Superconducting PdTe thin film via a Topotactic transformation process: Towards topological superconductors

Topological superconductors (TSC) hosting Majorana Zero Modes (MZM) have garnered significant attention due to their potential applications in quantum computing. TSCs can be realized by coupling superconductivity with a topological surface state. Three pathways toward achieving TSC states are discovering intrinsic topological superconductors, such as an unconventional superconductor, UTe₂, and engineering the proximity effect that combines superconductors (SC) with topological states in a heterostructure form. PdTe has recently emerged as a promising candidate because it exhibits both superconductivity below 4.5 K and topological surface states with Fermi arcs. Moreover, in the context of heterostructures, its hexagonal crystal structure and in-plane lattice constant (0.414 nm) closely matched those of a topological insulator, Bi₂Se₃, and an altermagnet, MnTe. All these properties make PdTe an ideal platform for realizing TSCs, either intrinsically or in heterostructures.

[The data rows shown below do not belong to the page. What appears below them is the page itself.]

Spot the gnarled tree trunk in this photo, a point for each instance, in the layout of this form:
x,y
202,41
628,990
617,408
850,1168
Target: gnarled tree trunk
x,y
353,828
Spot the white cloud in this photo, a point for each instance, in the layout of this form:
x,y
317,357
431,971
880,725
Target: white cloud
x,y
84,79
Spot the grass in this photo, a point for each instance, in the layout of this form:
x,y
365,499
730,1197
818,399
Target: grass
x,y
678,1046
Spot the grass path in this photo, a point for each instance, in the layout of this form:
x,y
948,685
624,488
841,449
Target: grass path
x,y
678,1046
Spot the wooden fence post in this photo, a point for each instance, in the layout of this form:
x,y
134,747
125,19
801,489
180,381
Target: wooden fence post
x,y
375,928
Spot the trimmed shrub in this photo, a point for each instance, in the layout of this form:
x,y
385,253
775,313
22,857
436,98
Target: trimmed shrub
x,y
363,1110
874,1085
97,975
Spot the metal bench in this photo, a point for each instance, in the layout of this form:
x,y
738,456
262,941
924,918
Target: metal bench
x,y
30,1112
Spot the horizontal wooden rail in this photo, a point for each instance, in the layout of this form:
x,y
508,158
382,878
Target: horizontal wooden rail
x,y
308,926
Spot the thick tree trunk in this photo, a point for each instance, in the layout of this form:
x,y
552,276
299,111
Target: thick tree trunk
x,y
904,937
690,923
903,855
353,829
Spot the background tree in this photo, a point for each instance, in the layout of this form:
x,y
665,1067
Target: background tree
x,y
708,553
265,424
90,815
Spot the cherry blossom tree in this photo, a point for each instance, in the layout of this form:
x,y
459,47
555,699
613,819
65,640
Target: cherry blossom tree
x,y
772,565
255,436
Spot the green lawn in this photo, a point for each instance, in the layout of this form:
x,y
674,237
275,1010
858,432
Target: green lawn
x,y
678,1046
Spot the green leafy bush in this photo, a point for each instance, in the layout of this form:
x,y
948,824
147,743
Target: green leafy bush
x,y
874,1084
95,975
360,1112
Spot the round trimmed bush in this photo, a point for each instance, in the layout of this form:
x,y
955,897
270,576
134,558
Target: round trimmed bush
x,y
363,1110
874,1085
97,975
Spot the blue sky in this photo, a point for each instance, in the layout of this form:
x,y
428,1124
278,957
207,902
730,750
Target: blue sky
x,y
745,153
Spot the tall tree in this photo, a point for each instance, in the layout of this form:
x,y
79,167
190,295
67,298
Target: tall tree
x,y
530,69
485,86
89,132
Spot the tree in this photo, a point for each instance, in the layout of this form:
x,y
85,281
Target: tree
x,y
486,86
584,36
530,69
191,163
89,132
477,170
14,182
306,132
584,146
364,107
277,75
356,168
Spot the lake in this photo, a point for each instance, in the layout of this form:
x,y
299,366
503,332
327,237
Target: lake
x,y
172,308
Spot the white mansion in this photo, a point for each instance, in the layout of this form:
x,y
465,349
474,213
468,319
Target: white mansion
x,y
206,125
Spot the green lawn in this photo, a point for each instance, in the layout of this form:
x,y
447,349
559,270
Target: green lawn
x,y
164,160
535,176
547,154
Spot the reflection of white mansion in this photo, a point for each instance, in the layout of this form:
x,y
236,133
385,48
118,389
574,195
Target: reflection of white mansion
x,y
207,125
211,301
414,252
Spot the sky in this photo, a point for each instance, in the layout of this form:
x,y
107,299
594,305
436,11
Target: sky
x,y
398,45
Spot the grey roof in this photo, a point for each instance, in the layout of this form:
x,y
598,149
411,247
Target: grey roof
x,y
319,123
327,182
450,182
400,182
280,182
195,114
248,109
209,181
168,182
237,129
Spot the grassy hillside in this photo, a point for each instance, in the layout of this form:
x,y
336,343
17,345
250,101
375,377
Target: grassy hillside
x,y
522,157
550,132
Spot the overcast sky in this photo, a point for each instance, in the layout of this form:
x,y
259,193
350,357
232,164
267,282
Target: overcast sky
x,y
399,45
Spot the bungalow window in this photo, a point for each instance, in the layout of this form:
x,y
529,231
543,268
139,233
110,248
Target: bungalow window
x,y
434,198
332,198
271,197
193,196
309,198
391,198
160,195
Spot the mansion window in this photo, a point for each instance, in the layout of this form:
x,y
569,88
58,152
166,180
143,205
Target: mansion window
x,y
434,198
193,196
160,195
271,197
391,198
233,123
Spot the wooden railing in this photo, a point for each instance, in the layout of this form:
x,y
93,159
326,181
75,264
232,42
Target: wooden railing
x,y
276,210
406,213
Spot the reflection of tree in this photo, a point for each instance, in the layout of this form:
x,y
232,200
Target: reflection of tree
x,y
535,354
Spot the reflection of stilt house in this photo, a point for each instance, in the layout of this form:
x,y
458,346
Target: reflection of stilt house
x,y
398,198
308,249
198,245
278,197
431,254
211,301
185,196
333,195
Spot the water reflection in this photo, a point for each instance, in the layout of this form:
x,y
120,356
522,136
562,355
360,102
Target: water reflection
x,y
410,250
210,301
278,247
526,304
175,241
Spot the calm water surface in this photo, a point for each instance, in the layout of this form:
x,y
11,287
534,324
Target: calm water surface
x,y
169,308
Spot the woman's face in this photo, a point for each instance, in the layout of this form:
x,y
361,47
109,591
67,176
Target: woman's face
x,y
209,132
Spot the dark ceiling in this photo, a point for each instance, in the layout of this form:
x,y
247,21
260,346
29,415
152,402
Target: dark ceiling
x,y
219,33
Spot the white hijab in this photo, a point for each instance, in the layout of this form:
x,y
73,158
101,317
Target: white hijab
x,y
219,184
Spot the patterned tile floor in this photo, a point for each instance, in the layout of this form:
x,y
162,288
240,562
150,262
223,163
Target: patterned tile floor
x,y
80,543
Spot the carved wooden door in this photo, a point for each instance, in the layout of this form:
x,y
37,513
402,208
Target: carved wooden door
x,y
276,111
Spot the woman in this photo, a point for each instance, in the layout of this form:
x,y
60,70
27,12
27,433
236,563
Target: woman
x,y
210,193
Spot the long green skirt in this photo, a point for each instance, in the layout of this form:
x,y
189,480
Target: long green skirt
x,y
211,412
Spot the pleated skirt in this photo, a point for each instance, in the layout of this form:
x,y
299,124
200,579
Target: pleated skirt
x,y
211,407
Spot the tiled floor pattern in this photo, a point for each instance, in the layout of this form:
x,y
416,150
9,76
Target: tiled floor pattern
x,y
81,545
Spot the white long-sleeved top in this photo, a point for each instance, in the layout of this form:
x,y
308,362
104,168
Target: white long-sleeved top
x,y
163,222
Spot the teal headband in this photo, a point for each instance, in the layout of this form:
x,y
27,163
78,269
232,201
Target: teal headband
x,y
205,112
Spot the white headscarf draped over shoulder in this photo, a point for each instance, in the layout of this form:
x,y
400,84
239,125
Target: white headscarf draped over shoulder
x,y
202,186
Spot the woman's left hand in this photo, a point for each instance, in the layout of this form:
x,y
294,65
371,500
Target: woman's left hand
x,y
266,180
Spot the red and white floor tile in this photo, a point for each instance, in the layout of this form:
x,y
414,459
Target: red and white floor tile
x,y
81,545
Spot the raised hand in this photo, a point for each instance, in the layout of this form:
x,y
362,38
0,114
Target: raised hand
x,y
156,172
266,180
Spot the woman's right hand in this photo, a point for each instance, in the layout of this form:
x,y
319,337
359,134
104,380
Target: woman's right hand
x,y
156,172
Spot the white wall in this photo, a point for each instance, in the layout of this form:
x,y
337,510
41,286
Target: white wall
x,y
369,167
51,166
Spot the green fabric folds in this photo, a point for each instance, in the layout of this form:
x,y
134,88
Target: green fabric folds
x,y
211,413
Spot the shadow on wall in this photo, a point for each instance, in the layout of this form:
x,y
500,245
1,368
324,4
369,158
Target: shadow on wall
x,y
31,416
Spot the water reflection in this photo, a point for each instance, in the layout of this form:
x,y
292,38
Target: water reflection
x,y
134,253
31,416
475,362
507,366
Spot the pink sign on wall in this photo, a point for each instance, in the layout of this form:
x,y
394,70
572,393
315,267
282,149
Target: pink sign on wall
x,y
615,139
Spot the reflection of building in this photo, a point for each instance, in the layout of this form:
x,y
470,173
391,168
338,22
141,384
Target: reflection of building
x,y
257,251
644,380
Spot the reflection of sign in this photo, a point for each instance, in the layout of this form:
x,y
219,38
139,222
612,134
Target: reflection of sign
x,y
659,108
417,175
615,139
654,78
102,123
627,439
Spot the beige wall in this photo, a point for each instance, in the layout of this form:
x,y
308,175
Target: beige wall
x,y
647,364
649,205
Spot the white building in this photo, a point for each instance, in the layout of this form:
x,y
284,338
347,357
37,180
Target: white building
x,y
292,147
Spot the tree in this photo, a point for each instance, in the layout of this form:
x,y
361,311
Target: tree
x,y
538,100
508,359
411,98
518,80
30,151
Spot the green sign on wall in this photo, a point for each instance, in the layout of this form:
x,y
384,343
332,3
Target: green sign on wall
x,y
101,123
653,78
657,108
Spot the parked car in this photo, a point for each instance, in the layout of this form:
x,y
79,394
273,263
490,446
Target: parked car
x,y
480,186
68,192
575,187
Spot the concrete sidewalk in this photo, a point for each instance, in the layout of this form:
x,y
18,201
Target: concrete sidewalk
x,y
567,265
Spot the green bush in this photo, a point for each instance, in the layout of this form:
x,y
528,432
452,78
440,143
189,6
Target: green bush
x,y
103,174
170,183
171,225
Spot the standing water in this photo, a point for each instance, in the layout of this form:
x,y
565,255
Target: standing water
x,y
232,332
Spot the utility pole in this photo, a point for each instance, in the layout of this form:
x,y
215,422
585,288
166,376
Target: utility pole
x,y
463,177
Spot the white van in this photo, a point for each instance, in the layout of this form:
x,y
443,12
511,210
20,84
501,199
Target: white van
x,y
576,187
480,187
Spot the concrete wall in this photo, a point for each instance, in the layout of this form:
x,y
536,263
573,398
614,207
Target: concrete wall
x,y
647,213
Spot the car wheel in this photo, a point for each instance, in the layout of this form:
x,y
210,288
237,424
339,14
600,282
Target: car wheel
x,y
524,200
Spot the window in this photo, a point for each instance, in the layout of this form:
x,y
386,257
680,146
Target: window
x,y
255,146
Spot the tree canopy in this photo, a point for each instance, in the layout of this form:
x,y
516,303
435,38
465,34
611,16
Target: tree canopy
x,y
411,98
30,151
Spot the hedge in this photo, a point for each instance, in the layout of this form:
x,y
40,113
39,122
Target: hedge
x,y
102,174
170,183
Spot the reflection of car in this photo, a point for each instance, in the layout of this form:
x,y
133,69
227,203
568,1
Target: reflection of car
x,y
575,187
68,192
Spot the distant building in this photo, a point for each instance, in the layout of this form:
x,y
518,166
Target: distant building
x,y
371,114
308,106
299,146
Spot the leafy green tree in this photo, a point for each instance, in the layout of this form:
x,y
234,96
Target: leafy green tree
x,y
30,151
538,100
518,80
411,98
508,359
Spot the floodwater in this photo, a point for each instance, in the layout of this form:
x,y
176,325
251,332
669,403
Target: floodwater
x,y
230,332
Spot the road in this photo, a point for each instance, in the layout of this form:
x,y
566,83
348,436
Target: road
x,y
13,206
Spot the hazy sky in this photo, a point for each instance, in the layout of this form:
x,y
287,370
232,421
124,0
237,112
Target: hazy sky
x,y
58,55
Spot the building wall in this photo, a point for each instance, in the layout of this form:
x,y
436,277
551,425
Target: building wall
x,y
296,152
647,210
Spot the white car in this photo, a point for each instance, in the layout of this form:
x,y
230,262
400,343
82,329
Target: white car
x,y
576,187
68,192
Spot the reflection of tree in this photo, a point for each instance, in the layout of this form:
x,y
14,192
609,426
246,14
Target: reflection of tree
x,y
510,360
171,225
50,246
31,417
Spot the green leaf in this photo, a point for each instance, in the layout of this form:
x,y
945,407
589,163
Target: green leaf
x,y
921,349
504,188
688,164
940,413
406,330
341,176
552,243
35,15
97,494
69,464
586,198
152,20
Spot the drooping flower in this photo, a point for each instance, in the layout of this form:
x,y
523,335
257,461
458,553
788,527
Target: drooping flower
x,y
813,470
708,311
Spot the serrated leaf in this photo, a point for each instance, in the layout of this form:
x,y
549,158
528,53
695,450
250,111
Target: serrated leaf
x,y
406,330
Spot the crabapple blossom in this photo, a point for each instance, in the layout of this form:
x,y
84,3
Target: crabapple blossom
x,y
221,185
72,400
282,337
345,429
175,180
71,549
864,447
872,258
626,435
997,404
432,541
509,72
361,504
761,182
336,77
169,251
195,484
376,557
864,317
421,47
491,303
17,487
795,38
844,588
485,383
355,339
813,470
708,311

Here, we report the first successful synthesis of high-quality, centimeter-sized PdTe thin films grown by Molecular Beam Epitaxy (MBE). Transport measurements exhibit a high onset temperature (T_onset = 4.43 K), accompanied by a residual resistivity ratio (RRR) of 10. In situ Reflection High Energy Electron Diffraction (RHEED), ex situ X-ray Diffraction (XRD), low temperature electric transport measurements, and Scanning Transmission Electron Microscopy (STEM) confirm the high crystallinity with bulk-like T_c. We will discuss the growth mechanism and the results of the comprehensive characterization in detail.